Your data is important. If you agree continue reading…
With that out of way, many businesses don’t know how to start down the path of data enlightenment. How do I get the data from all my systems? Do I have enough data? Do I hire a team of data analyst and data scientists? Who is going to lead this data team? Finance? IT? CEO? Strategy? I’m looking at it but what does the data say? Should I invest in machine learning and AI?
Like all good answers in business — it depends on your situation. However, answering these questions about data is easier than ever. The data software solutions from datawarehousing-as-a-service providers like Amazon Redshift or Snowflake, ETL solutions like Stitch and Fivetran, and data visualization stalwarts like Tableau are becoming common place in high growth startups. It takes less investment than the 6 figure investments that were previously required for “old school” data solutions (see SAP, Oracle, etc).
The beauty of these solutions are that they are able to “drop-into” your current tech infrastructure. Whatever system you are on, these solutions can plug in with minimal $ investment or implementation time. Once you understand the solution set, your data ecosystem can begin informing you about your business.

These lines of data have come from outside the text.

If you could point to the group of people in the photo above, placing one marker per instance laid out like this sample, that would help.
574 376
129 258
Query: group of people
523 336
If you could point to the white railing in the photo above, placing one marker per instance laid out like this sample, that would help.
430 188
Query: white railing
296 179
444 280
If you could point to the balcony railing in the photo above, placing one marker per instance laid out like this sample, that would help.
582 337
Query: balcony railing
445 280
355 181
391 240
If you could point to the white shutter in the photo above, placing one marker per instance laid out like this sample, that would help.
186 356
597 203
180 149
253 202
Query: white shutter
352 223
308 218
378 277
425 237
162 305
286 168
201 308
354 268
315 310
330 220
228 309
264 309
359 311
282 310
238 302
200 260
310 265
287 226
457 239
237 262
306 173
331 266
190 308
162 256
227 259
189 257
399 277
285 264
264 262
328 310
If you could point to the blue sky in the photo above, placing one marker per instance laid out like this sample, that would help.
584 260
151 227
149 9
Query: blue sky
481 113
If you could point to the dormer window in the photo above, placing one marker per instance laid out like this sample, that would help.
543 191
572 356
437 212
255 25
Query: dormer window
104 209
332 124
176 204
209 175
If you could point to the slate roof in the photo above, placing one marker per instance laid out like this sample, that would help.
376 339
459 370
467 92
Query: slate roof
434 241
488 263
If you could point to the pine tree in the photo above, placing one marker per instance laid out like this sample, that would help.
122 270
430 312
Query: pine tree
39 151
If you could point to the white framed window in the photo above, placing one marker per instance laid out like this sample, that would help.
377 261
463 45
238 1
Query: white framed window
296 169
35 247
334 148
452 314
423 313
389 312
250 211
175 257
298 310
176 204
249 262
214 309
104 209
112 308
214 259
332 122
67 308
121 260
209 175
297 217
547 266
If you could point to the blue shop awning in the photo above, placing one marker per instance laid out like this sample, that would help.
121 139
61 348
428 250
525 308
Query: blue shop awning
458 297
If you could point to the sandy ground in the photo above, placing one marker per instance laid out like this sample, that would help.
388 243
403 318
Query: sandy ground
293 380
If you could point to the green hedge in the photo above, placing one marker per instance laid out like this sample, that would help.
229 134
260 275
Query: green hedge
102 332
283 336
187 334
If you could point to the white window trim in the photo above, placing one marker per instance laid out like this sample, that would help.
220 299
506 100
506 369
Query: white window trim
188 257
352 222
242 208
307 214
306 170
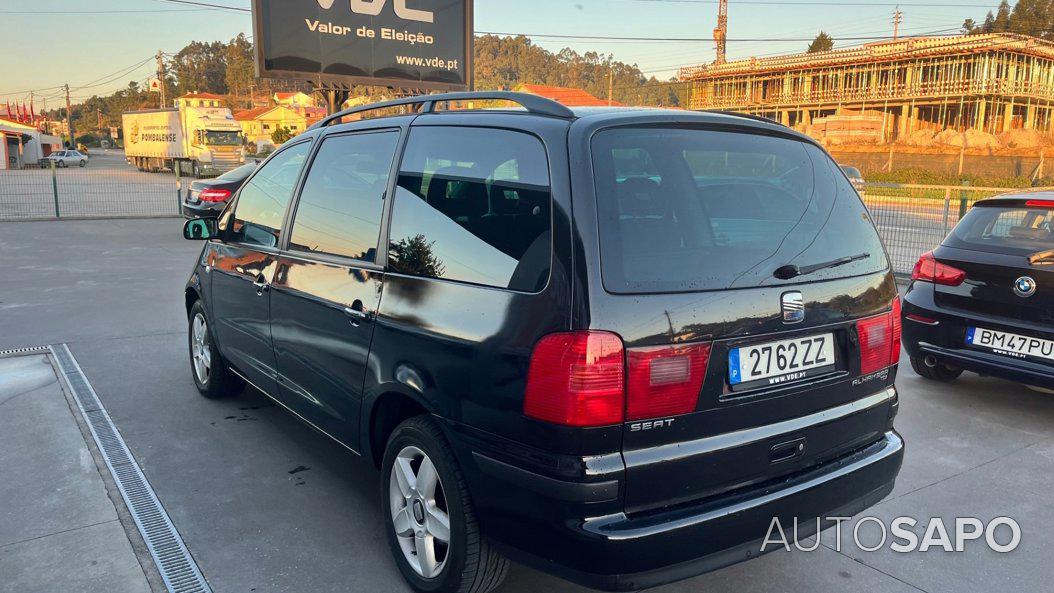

Data Analytics Life cycle — Hindsight, Insight, Foresight
Hindsight - What Happened? It’s hard to admit but what we’ve seen is that many companies don’t truly understand what happened in their business. Or their hindsight is on a long lag — 30–45 days after month close. If you don’t fully understand the past — there is no reason to contemplate machine learning or AI even though those are the hot buzzwords of the day. Are you getting a true picture of what happened in your business? If not, start by building a system where you can consistently and routinely see what has happened with your most important metrics over time.
Insight — Why? To answer why is the next step. Figuring out why something happened takes time and prioritization — two of the most precious resources of a business. But with sufficient time spent and prioritization of understanding why, a company can generate significant value from their data. This is where we see the lowest hanging fruit for businesses in the middle market. As we stated above, the tech solutions that are out there make the insight step less daunting from a resource perspective. Companies can easily jump start their understanding of “why” by dropping in a couple of data tools, and creating real-time dashboards. The biggest challenge is how do companies consistently and routinely understand why and make a truly data-informed ecosystem.
Foresight. What will happen? How can we make it happen? Once companies have all the data tools in place, they can now make really interesting and game-changing decisions from their data. Predicting what happens in a particular part of their business, executives can drive decisions that are best for their shareholders. This is where many people start using words like “machine learning” and “artificial intelligence”. Although appropriate at this step, we believe that a combination of real-time data and personnel who are trained to understand data can make these predictions and decisions without the significant investment in a machine learning model or AI.
Wherever you lie on the data analytics life cycle. The most important aspect is that a company get started with exploring their data. There is too much opportunity cost to not.